The Parish Church of the Holy Cross was constructed amidst the built-up area in the second half of the 14th century on the site of an older chapel. The church obtained its characteristic three-nave hall space in the 15th century and has been preserved right up to the present day. The church belfry with its gable attic and graffito decorations was added in 1586-1591. By the late 14th century the town was encircled by continuous walls with three original gates. The 15th century was a period of economic prosperity which was clearly reflected in its building activities. Stone Gothic and Renaissance passageway burgher houses were built in rows. After the Gothic Town Hall was damaged by fire in 1515 a Renaissance building was constructed on the same site in the second half of the16th century and a slender tower was added to it in 1641.

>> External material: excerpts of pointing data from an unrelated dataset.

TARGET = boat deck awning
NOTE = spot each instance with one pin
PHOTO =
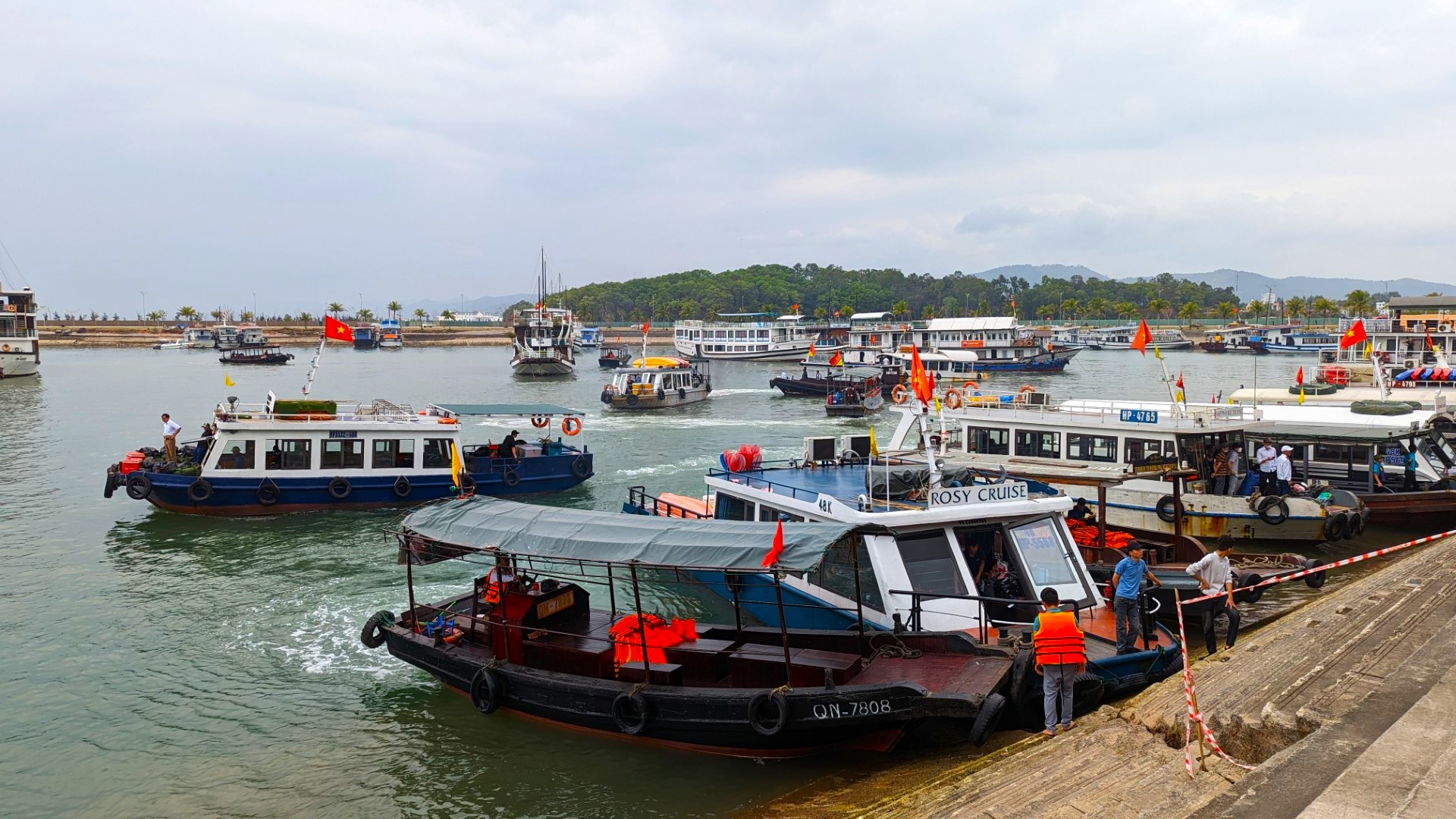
(492, 525)
(513, 410)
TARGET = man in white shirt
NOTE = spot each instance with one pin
(1264, 460)
(1212, 572)
(169, 436)
(1283, 469)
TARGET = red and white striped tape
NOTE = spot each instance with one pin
(1337, 564)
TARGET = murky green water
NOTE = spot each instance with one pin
(168, 665)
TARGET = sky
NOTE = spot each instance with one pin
(316, 152)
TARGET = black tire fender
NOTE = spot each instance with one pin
(622, 711)
(767, 727)
(1316, 579)
(200, 490)
(987, 719)
(373, 632)
(487, 691)
(139, 485)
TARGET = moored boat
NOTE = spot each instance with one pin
(297, 455)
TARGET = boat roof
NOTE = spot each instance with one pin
(516, 410)
(492, 525)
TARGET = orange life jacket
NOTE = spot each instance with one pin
(1057, 640)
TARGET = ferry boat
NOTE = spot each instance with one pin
(546, 632)
(960, 346)
(19, 335)
(753, 337)
(271, 354)
(391, 337)
(299, 455)
(657, 382)
(1152, 439)
(366, 337)
(1122, 338)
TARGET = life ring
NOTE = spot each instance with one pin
(629, 710)
(986, 719)
(1316, 579)
(1273, 510)
(373, 632)
(487, 691)
(200, 490)
(1166, 509)
(780, 716)
(139, 485)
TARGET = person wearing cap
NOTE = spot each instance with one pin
(1283, 469)
(1128, 585)
(1264, 460)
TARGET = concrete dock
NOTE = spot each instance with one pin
(1346, 707)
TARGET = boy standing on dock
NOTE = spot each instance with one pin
(1128, 585)
(1060, 653)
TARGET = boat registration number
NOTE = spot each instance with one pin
(852, 708)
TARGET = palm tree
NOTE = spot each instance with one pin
(1357, 302)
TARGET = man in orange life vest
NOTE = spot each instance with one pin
(1060, 657)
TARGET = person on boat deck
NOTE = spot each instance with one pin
(1081, 512)
(169, 438)
(1062, 654)
(1283, 469)
(1212, 572)
(1220, 471)
(1264, 458)
(1128, 585)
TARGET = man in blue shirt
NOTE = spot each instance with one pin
(1128, 583)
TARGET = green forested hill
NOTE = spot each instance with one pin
(826, 290)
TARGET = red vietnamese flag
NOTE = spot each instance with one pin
(778, 547)
(1353, 335)
(1142, 337)
(337, 330)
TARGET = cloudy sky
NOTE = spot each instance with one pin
(310, 152)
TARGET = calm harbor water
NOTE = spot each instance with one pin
(169, 665)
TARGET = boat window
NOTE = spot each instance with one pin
(730, 507)
(1037, 444)
(1091, 447)
(343, 455)
(769, 513)
(289, 453)
(437, 453)
(990, 441)
(929, 563)
(394, 453)
(836, 572)
(237, 455)
(1043, 553)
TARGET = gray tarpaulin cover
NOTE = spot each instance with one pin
(576, 534)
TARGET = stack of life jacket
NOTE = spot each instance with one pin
(628, 635)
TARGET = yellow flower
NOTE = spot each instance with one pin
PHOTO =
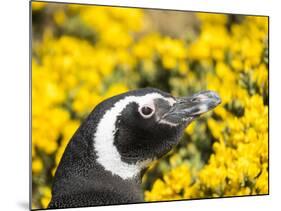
(37, 165)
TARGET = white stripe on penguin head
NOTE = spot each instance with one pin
(107, 153)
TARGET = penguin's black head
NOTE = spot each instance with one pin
(142, 125)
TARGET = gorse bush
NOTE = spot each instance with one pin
(82, 55)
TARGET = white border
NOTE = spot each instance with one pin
(14, 82)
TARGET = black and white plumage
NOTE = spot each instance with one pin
(104, 159)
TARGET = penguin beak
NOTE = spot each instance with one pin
(188, 108)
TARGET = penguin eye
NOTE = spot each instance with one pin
(146, 111)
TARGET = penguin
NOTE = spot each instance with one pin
(105, 159)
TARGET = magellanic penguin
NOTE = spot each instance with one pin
(104, 160)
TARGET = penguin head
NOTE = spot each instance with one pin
(142, 125)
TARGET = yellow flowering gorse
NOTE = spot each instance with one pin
(89, 53)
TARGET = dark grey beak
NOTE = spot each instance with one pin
(188, 108)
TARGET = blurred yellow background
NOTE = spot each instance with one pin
(82, 55)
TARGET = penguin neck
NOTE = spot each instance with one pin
(106, 152)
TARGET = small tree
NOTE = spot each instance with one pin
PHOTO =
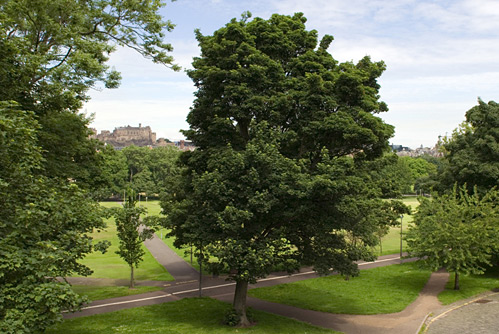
(131, 233)
(456, 231)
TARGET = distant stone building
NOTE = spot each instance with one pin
(139, 136)
(403, 151)
(128, 135)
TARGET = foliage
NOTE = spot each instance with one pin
(392, 176)
(284, 136)
(112, 266)
(457, 231)
(44, 231)
(377, 290)
(131, 233)
(472, 285)
(193, 316)
(472, 153)
(151, 171)
(53, 51)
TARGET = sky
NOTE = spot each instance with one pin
(441, 56)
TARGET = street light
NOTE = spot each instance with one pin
(401, 216)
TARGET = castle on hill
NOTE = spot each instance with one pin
(139, 136)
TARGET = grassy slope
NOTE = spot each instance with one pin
(469, 286)
(186, 316)
(391, 242)
(110, 265)
(104, 292)
(378, 290)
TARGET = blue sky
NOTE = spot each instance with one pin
(440, 56)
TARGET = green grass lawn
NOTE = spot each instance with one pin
(104, 292)
(391, 241)
(110, 265)
(186, 316)
(379, 290)
(470, 285)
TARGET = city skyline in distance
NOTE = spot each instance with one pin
(440, 57)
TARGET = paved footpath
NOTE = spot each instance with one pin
(176, 266)
(476, 315)
(186, 285)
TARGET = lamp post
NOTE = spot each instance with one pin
(401, 217)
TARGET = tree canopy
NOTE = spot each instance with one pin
(51, 53)
(457, 231)
(472, 153)
(44, 228)
(284, 135)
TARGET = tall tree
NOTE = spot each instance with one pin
(456, 231)
(51, 53)
(283, 134)
(131, 233)
(472, 153)
(44, 231)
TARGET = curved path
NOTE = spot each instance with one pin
(186, 285)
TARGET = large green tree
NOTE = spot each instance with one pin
(131, 233)
(457, 231)
(51, 53)
(284, 133)
(472, 153)
(44, 230)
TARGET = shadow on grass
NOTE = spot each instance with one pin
(378, 290)
(189, 316)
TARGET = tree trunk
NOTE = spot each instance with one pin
(240, 303)
(132, 285)
(456, 281)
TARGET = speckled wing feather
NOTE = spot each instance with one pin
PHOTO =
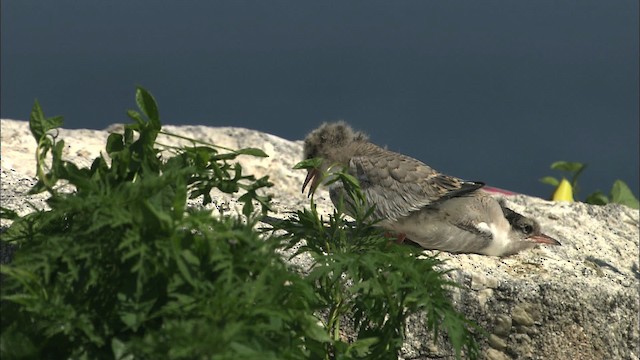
(398, 184)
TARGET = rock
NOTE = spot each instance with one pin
(579, 300)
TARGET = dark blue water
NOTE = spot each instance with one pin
(493, 90)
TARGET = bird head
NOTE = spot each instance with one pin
(526, 232)
(328, 143)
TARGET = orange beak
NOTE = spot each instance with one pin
(314, 176)
(544, 239)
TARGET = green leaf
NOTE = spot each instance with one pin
(39, 124)
(115, 142)
(251, 151)
(8, 214)
(550, 180)
(362, 347)
(622, 194)
(309, 164)
(147, 104)
(597, 198)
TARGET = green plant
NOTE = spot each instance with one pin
(620, 192)
(122, 268)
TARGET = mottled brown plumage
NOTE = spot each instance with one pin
(432, 209)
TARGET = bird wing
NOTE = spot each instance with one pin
(398, 184)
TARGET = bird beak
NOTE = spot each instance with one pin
(544, 239)
(313, 176)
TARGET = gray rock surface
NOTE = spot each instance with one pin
(576, 301)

Kežmarok Castle was constructed as a defensive castle shortly before 1463, when it is first mentioned in connection with the Hungarian Zapolsky family, following which it changed hands several times. It was acquired in 1577 by the Thokoly family which had the existing Gothic fortress rebuilt as a luxurious Rennaisance residence. The castle chapel was built during the later Neo-Baroque reconstruction in 1658. Dramatic events after the suppression of the rebellion led by Imrich Thokoly against Emperor Ferdinand I suddenly brought building activities at the castle to a close. In 1720 the town became the owner of the castle, ridding themselves of the landlord’s rule. However, from this point onwards the castle area gradually deteriorated. The town pulled down part of the walls on the west side of the castle and barracks were built in its place. The historical exhibition of Kežmarok Museum was opened here following a step-by-step reconstruction.

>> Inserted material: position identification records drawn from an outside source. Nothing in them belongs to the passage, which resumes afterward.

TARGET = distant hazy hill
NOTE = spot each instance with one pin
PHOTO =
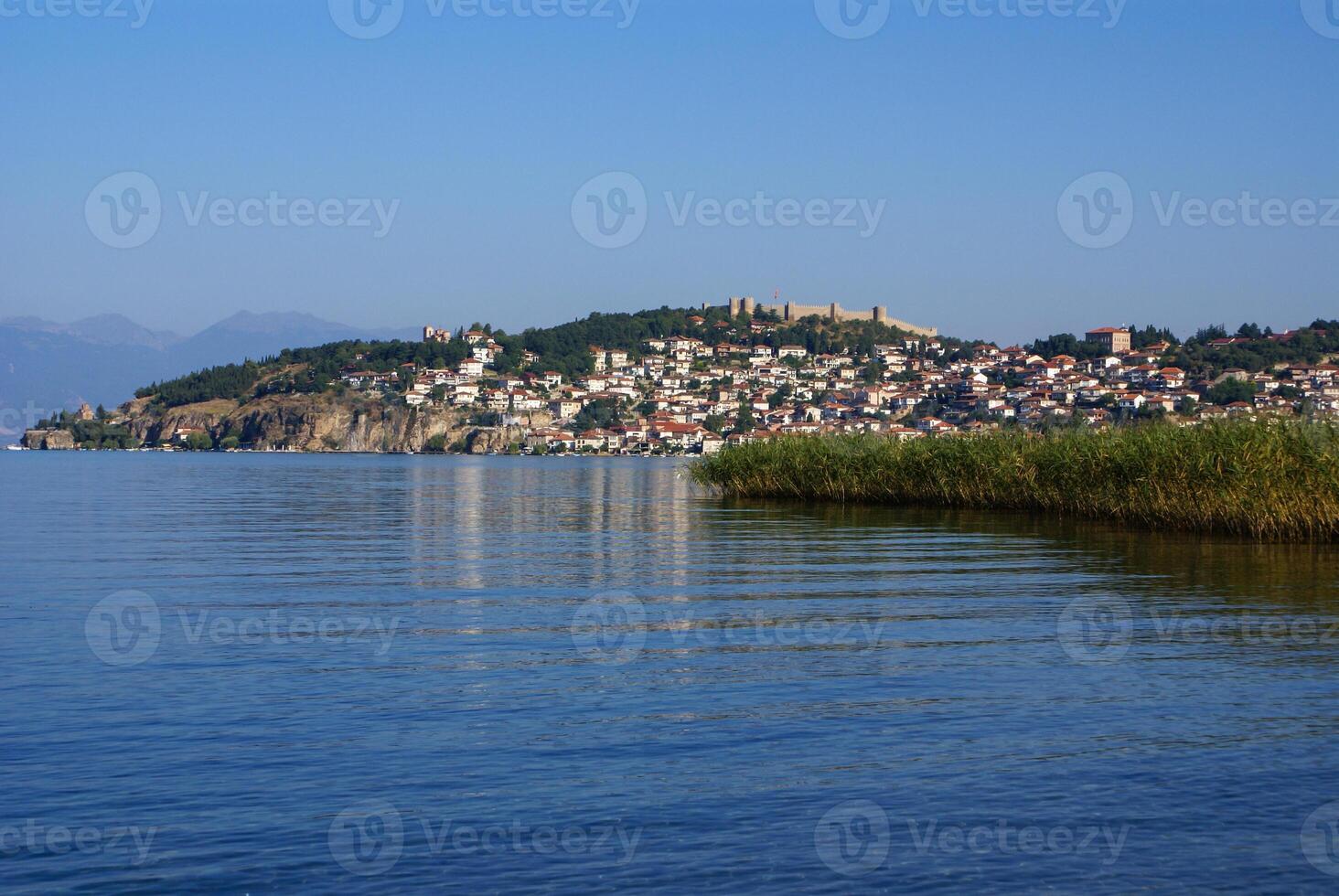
(104, 359)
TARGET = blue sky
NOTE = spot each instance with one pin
(969, 130)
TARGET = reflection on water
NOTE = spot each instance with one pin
(377, 674)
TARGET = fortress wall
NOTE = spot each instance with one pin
(790, 313)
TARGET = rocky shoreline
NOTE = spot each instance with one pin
(320, 423)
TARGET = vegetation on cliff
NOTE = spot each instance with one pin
(564, 348)
(1266, 481)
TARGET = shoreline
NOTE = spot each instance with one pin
(1263, 481)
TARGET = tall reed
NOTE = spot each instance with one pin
(1271, 481)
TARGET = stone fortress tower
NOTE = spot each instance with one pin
(791, 313)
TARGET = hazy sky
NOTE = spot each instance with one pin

The most important buildings of the 18th century originated in then Kežmarok´s suburbs. One of the most important of these is the Baroque wooden articulated Protestant church from 1688. After its reconstruction at the beginning of the 18th century only the stone part of the sacristy was preserved. Next to the church stands the Lutheran Lyceum, built in 1775 and later extended several times. A valuable part of the Lyceum is the largest historical school library in Central Europe which is open to public and contains 150,000 volumes. The Lyceum taught many famous personalities and national awakeners.

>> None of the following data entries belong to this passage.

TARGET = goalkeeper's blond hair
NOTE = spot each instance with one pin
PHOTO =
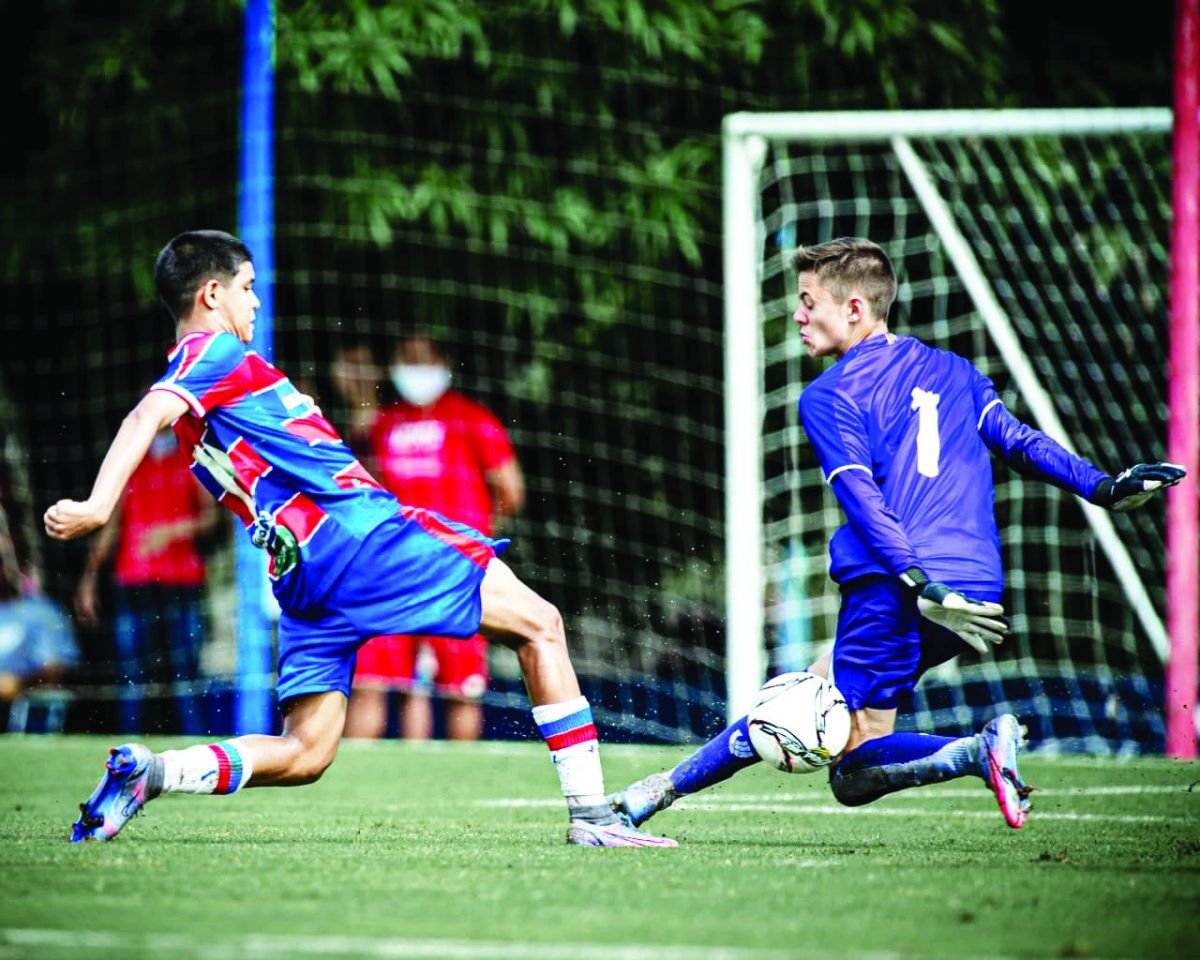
(851, 264)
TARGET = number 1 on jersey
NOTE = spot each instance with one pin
(929, 443)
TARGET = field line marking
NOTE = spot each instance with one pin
(269, 946)
(701, 807)
(936, 792)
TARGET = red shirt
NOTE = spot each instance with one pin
(438, 456)
(161, 491)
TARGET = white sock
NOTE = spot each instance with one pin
(574, 747)
(213, 768)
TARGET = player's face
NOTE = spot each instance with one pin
(239, 303)
(823, 322)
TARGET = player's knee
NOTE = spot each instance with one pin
(845, 789)
(311, 761)
(547, 625)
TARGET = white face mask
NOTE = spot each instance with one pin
(420, 384)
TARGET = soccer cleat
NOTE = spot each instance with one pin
(587, 834)
(120, 793)
(1002, 741)
(641, 801)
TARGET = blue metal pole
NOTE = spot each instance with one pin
(256, 225)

The two-storey monumental Reduta building was constructed in the town centre at the beginning of the 19th century. Another important dominant feature of the town, the Protestant Church in Neo-Byzantine style, was built at the end of the 19th century. It houses the burial chapel of Imrich Thokoly. The railway line between Poprad and Kežmarok was opened at the end of the 19th century. The interesting railway station building in Art Nouveau style was constructed on the site of the former St Michal settlement.

The historic core of Kežmarok was declared a Town Conservation Reservation in 1950.